The magazine was launched by Uruguayan-Argentine publisher Constancio C. Vigil, who established the Atlántida Publishing House in 1918. The company's homonymous weekly would also be its first publication. Atlántida was designed as a news and general interest weekly tailored primarily for women (the company would concurrently launch El Gráfico, for sports readers, and the children's magazine Billiken). Vigil named both the publishing house and its flagship magazine from a poem of the same name by Olegario Víctor Andrade, who wrote it as an homage to Americanism.

Atlántida was an early success, with a circulation of 45,000 of its maiden issue (March 7, 1918), and of 56,000 by the end of the year. Its chief competition was El Hogar, printed by Editorial Haynes since 1904; Atlántida generally appealed to a more upscale readership, however. Advertisers secured space in the magazine months in advance, and news agents forfeited the right to return unsold copies. Adopting as one of its missions "the destruction of barbaric prejudices which purport women to be inferior," Atlántida featured watercolor images of debonair women on its covers, and featured a women's interest section, En rueda de damas (Ladies' Round). It also included sections on culture and the day's politics, notably El salón de los pasos perdidos (in reference to a pavilion in the Argentine Congress) and a special supplement printed following the 1930 Argentine coup d'état: La Revolución del 6 de Septiembre. The magazine's editorials, titled La vida que pasa (Life as It Happens) initially reflected Vigil's humanist views. These editorials opposed World War I, and advocated for the rights of poor children, the disabled, and Argentine Amerindians, among other traditionally disenfranchised groups.

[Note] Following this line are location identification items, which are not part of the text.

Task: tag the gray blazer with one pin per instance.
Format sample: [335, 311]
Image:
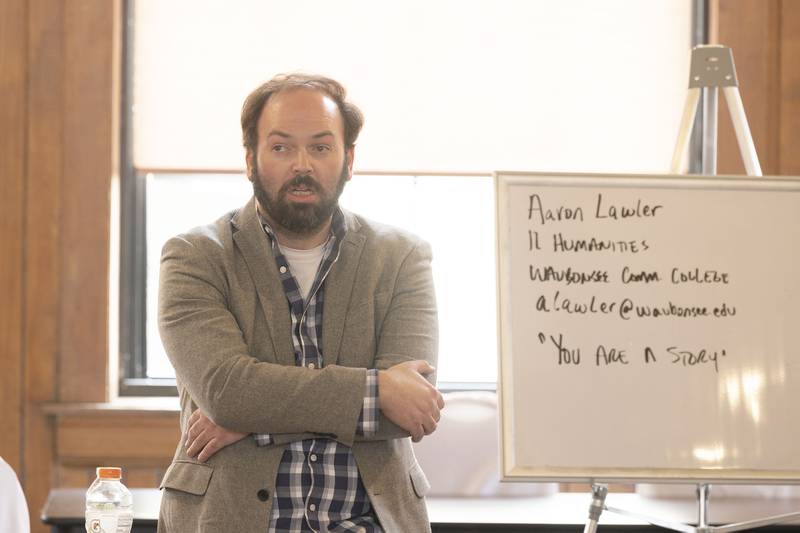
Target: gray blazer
[226, 328]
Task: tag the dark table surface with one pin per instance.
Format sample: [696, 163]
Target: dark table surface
[557, 512]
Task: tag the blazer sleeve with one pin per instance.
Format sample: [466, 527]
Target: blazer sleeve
[212, 362]
[410, 328]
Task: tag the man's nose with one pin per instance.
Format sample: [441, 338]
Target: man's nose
[302, 162]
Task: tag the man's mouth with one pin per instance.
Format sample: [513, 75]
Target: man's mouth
[301, 191]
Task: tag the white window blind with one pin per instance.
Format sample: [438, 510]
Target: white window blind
[446, 85]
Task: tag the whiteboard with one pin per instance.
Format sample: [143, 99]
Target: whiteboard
[649, 328]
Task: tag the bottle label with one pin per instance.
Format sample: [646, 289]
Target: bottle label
[100, 522]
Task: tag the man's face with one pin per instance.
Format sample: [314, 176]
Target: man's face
[300, 165]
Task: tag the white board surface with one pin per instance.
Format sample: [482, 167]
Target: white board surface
[649, 328]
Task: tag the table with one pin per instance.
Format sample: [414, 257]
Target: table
[556, 513]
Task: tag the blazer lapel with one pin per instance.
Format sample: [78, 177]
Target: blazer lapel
[254, 247]
[338, 288]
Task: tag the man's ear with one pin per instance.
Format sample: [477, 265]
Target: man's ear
[350, 155]
[251, 164]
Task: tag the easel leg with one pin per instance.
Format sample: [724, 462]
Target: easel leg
[702, 507]
[599, 493]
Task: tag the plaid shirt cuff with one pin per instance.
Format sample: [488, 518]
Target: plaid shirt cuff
[368, 420]
[263, 439]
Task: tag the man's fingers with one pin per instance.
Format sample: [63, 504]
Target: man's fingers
[208, 450]
[196, 444]
[429, 426]
[423, 367]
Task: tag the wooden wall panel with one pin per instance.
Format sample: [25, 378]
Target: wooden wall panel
[43, 214]
[749, 27]
[133, 438]
[13, 104]
[88, 168]
[790, 88]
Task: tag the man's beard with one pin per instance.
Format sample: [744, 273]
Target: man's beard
[299, 218]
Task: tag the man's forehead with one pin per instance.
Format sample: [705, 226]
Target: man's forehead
[301, 105]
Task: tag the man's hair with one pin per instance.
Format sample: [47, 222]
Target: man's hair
[254, 104]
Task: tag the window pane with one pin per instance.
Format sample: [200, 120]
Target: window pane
[454, 214]
[175, 203]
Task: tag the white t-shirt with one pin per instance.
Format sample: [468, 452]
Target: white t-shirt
[14, 516]
[304, 265]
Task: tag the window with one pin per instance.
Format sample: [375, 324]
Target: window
[451, 90]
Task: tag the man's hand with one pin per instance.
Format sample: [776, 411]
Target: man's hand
[408, 400]
[204, 438]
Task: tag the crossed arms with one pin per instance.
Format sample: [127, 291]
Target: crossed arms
[237, 394]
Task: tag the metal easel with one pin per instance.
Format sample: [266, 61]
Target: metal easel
[711, 68]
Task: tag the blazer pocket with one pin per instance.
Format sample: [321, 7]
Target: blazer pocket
[419, 481]
[189, 477]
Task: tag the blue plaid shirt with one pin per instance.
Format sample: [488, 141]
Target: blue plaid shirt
[318, 487]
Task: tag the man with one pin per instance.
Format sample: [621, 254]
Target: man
[301, 337]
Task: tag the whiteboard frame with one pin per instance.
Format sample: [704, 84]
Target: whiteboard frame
[509, 470]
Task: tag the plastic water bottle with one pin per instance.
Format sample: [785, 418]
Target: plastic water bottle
[109, 504]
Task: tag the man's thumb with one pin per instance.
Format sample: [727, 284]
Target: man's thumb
[423, 367]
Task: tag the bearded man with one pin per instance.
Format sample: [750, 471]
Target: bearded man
[303, 339]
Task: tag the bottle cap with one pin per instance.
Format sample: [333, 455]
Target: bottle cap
[109, 472]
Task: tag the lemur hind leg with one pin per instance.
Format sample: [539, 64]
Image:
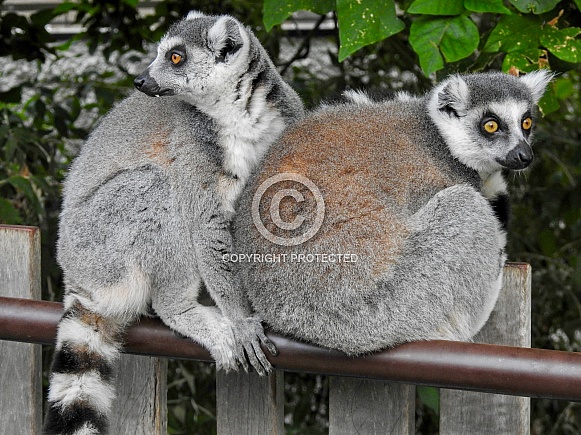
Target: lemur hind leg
[453, 259]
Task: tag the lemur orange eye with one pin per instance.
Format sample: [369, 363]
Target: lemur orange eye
[176, 58]
[527, 123]
[491, 126]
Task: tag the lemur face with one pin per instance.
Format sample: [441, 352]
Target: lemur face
[200, 55]
[487, 119]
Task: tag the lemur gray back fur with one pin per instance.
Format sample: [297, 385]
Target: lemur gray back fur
[147, 208]
[411, 246]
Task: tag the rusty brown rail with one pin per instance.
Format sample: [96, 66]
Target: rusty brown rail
[446, 364]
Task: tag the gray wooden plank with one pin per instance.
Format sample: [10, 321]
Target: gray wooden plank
[249, 404]
[20, 363]
[140, 406]
[509, 324]
[360, 406]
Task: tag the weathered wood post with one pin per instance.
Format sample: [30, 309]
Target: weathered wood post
[249, 404]
[141, 403]
[360, 406]
[20, 363]
[464, 412]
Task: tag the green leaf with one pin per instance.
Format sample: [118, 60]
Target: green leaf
[8, 213]
[563, 88]
[277, 11]
[484, 6]
[430, 397]
[364, 23]
[24, 185]
[437, 7]
[537, 7]
[549, 102]
[436, 39]
[523, 60]
[515, 33]
[563, 43]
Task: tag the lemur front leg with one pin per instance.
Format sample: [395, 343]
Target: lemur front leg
[214, 245]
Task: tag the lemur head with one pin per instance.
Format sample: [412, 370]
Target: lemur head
[200, 56]
[487, 119]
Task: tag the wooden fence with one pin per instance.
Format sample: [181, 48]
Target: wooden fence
[363, 397]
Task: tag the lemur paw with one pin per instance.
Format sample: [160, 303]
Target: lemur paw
[249, 336]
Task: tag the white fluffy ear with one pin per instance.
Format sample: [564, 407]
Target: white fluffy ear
[194, 14]
[537, 82]
[452, 95]
[225, 38]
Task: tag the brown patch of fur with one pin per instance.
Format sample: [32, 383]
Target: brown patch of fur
[371, 171]
[158, 149]
[110, 329]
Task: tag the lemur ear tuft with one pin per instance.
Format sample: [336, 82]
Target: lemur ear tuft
[453, 96]
[537, 82]
[225, 39]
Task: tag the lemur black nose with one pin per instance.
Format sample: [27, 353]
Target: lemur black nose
[519, 157]
[138, 82]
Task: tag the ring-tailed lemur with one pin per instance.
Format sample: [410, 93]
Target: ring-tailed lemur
[411, 246]
[147, 209]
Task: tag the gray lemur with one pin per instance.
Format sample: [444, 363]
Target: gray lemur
[409, 196]
[147, 209]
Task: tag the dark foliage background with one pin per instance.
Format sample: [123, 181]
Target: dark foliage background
[46, 110]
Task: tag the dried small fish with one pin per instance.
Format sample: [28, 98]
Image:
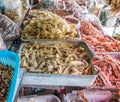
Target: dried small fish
[47, 25]
[54, 58]
[6, 74]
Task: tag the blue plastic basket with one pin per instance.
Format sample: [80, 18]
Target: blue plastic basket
[11, 59]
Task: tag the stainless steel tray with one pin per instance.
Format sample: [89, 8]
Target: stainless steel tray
[60, 79]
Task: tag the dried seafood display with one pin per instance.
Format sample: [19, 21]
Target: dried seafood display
[8, 29]
[114, 5]
[13, 15]
[49, 26]
[117, 37]
[55, 58]
[97, 40]
[45, 4]
[6, 74]
[109, 68]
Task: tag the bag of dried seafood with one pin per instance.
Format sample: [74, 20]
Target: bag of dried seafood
[8, 29]
[13, 9]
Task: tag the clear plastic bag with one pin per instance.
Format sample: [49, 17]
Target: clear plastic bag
[13, 9]
[8, 29]
[25, 4]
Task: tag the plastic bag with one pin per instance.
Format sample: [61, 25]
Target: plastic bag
[8, 29]
[45, 4]
[93, 19]
[25, 4]
[13, 9]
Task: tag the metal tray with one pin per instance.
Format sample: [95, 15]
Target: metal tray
[60, 79]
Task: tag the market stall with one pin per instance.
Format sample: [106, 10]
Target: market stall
[64, 52]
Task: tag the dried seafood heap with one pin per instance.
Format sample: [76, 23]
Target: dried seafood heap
[55, 58]
[109, 69]
[114, 5]
[117, 37]
[97, 40]
[49, 26]
[6, 74]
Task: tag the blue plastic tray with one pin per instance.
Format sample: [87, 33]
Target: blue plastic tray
[11, 59]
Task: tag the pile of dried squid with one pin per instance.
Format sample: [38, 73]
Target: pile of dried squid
[55, 59]
[46, 25]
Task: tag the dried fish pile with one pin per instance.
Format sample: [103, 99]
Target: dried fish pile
[109, 68]
[97, 40]
[55, 59]
[114, 5]
[45, 4]
[49, 26]
[6, 74]
[117, 37]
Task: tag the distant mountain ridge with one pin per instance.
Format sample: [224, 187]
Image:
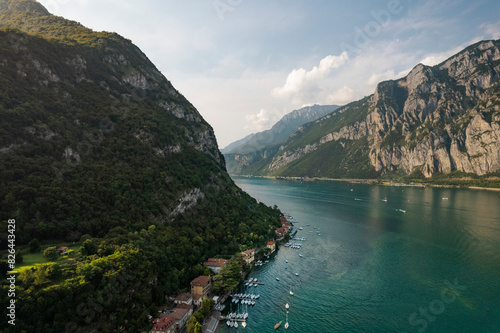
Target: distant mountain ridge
[436, 120]
[100, 153]
[254, 148]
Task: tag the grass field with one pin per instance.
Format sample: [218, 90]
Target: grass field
[33, 259]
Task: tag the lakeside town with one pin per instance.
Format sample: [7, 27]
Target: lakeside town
[202, 302]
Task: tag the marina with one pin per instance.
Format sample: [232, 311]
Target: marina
[373, 259]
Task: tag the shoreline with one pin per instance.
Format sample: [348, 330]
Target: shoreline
[372, 182]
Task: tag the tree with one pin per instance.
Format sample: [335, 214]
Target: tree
[206, 306]
[51, 253]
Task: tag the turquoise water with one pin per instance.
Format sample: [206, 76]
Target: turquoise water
[414, 263]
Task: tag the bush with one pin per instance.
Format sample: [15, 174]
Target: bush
[34, 246]
[50, 253]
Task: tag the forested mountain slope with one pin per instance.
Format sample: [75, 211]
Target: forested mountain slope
[98, 149]
[247, 155]
[436, 120]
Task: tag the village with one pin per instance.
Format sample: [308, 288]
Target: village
[173, 318]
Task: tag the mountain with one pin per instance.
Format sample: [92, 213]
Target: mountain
[100, 153]
[246, 155]
[435, 121]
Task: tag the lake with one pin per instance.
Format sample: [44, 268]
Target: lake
[379, 259]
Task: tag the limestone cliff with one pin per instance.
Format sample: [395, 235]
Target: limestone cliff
[435, 120]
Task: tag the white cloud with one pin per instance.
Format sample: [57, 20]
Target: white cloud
[341, 96]
[262, 120]
[375, 78]
[492, 30]
[301, 84]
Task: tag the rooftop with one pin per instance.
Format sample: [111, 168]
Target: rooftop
[184, 297]
[177, 314]
[162, 323]
[202, 280]
[250, 251]
[216, 262]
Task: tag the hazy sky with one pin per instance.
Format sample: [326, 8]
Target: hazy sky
[246, 63]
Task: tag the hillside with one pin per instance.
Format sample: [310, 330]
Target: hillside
[99, 151]
[248, 155]
[436, 121]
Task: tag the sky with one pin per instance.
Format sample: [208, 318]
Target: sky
[246, 63]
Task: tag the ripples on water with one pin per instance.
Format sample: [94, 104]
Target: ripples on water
[374, 265]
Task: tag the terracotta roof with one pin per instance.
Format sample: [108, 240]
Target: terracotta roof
[184, 297]
[177, 314]
[184, 306]
[216, 262]
[248, 251]
[201, 281]
[162, 323]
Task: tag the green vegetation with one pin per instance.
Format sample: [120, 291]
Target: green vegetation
[336, 159]
[229, 276]
[87, 159]
[194, 324]
[455, 178]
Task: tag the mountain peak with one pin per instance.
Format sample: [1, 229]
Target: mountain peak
[16, 6]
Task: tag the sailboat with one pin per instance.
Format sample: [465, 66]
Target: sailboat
[287, 307]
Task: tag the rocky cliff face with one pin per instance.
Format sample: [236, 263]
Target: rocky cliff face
[80, 107]
[249, 154]
[435, 120]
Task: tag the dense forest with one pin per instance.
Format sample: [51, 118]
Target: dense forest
[99, 153]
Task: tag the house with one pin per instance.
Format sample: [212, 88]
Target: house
[63, 250]
[272, 246]
[200, 288]
[215, 264]
[180, 315]
[249, 256]
[163, 325]
[280, 232]
[184, 298]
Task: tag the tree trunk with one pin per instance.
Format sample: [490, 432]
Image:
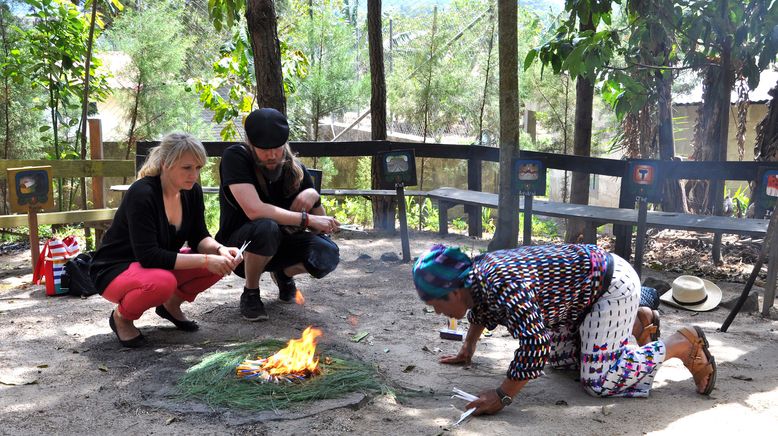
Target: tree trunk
[582, 145]
[262, 26]
[383, 209]
[486, 80]
[726, 79]
[6, 111]
[766, 148]
[506, 234]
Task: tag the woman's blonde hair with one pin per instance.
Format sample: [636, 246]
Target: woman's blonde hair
[294, 174]
[170, 150]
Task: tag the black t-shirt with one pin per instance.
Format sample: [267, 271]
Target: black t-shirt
[237, 166]
[140, 231]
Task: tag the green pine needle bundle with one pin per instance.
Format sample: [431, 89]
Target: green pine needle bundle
[214, 382]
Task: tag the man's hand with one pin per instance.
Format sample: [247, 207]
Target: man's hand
[324, 224]
[488, 403]
[232, 254]
[304, 200]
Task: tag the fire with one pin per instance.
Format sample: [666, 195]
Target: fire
[298, 357]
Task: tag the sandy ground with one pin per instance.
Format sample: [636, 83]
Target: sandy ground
[62, 370]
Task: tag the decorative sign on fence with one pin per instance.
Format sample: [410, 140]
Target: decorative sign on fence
[768, 187]
[316, 175]
[530, 176]
[644, 180]
[397, 167]
[31, 188]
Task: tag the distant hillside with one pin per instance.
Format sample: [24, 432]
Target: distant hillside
[421, 5]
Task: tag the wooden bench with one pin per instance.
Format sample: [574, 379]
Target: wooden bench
[67, 217]
[595, 216]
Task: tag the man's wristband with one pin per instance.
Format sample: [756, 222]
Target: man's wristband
[304, 219]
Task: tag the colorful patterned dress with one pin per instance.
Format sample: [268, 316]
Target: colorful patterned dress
[559, 302]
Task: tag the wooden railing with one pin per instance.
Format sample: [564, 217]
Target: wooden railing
[475, 155]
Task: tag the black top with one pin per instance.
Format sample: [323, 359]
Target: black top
[237, 166]
[140, 231]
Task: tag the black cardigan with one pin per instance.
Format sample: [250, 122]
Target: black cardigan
[140, 231]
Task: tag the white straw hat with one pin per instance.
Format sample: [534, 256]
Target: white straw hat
[693, 293]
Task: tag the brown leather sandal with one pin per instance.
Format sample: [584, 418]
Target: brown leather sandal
[650, 332]
[694, 362]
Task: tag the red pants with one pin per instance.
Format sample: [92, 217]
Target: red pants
[138, 289]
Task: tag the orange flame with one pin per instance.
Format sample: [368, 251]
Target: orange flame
[297, 357]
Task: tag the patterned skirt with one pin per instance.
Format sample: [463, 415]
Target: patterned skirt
[610, 365]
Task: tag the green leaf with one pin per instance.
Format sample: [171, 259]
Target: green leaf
[531, 55]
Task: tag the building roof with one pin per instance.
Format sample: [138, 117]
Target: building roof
[767, 80]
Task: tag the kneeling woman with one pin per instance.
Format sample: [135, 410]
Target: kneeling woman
[141, 263]
[568, 305]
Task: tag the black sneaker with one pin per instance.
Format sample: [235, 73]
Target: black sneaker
[251, 307]
[287, 289]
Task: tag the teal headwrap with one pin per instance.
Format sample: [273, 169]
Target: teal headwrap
[439, 271]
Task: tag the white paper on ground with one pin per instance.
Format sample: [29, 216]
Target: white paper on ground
[462, 395]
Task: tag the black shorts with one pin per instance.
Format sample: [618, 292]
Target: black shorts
[318, 253]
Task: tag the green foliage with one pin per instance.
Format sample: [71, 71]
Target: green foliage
[154, 99]
[226, 13]
[209, 176]
[545, 228]
[421, 215]
[57, 49]
[349, 210]
[741, 200]
[459, 224]
[231, 92]
[19, 133]
[331, 85]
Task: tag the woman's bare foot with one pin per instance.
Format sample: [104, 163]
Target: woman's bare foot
[645, 329]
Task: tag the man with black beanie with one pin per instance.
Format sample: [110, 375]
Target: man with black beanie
[268, 199]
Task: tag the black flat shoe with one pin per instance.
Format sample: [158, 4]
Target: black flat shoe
[187, 326]
[136, 342]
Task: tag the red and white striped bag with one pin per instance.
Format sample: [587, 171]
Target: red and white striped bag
[51, 263]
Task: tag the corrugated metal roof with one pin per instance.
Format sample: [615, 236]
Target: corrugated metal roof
[767, 80]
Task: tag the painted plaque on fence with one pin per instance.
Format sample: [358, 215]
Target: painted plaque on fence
[316, 176]
[644, 180]
[397, 167]
[530, 176]
[768, 187]
[30, 188]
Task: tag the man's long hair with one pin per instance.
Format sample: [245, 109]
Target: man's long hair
[293, 174]
[292, 171]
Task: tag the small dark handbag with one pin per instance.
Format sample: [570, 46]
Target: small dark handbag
[77, 276]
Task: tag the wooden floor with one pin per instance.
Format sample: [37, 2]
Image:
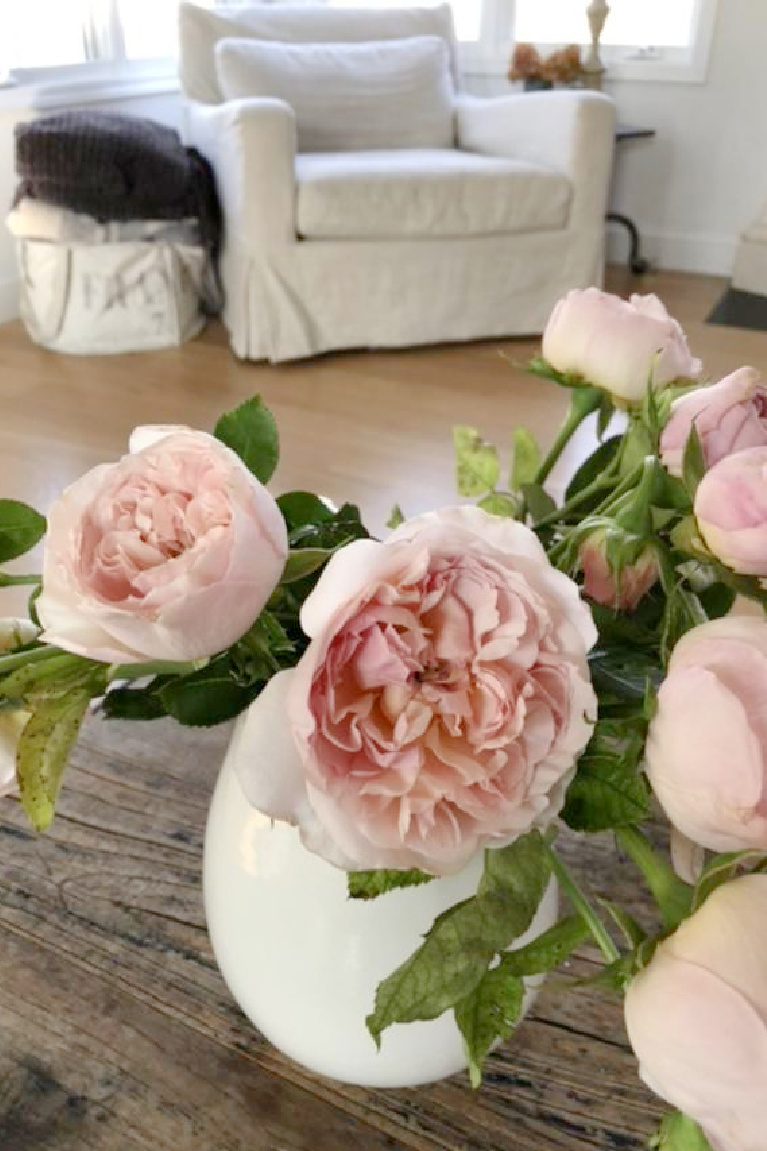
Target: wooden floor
[116, 1031]
[369, 427]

The magazine was also notable for its regular contributors, which included Leopoldo Lugones, Gabriela Mistral (from Chile), and Alfonsina Storni. A glossy insert, La Semana Gráfica, was added to publish special reports, and the magazine was the first in Argentina to incorporate entry submission contests, whereby once a month readers were invited to submit witty captions for a given photograph; these contests attracted up to 15,000 entries monthly.

Atlántida was eclipsed by its longtime rival, El Hogar, during the 1940s and '50s, and it became a monthly publication. The magazine's distinctive watercolor covers were created by Spanish illustrator Roberto Martínez Baldrich between 1953 and his death in 1959, after which its covers adopted a news magazine format. Atlántida was affected by competition from a growing number of news magazines in Argentina during the 1960s, notably Panorama, Primera Plana, and Siete Días Ilustrados, among others. The 1965 launch of Gente, a celebrity magazine, by its publishers further diffused its readership, and Atlántida became largely devoted to cultural and current events commentary. The magazine closed in 1970.